The presentation details the phenomenon of self-organization: out of 25 active HSE culture communities at the field, half were initiated by and consist entirely of contractor personnel. This is a clear indicator that safety culture goes beyond the formal requirements of the customer and becomes an internal need of the workers themselves.
To realize the HSE culture vision, the company has built a multi-level training and support system. The basic stage is a transformational training for all new employees, aimed at changing established stereotypes about safety and analyzing the human factor in incidents. The next step is specialized training for line managers (foremen, team leaders), which breaks down the specific daily actions of a leader: from properly issuing a task to correctly suspending dangerous work.
The speaker demonstrates by example how important it is to move from theory to practice. Immediately after training, participants practice their skills at real production sites under the guidance of mentors. The company has two pools of mentors: full-time risk management specialists and volunteer HSE culture support mentors. An important insight: risk mentors come from production units (drillers, builders), which ensures a dialogue "on equal terms" and removes the barrier of distrust from work crews.

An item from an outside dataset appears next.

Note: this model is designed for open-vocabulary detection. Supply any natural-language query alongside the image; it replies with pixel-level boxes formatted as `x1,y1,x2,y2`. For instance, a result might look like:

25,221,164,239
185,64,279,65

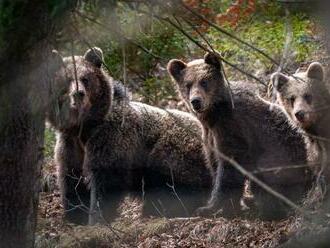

One of the key problems in implementing an HSE culture was the lack of understanding from contractor management as to why their employees spend time on safety training and sessions. To solve this problem, "Partners and Leaders" sessions were introduced with the participation of top management from both sides. The focus of these meetings is shifted from theory to practical issues and the business benefits of improving safety levels.
The result of such sessions is an informal "gentlemen's agreement" sealed by the signatures of the general directors. This tool of open dialogue allows identifying areas for growth and recording mutual obligations, which significantly increases the motivation and involvement of contractor management in HSE culture issues.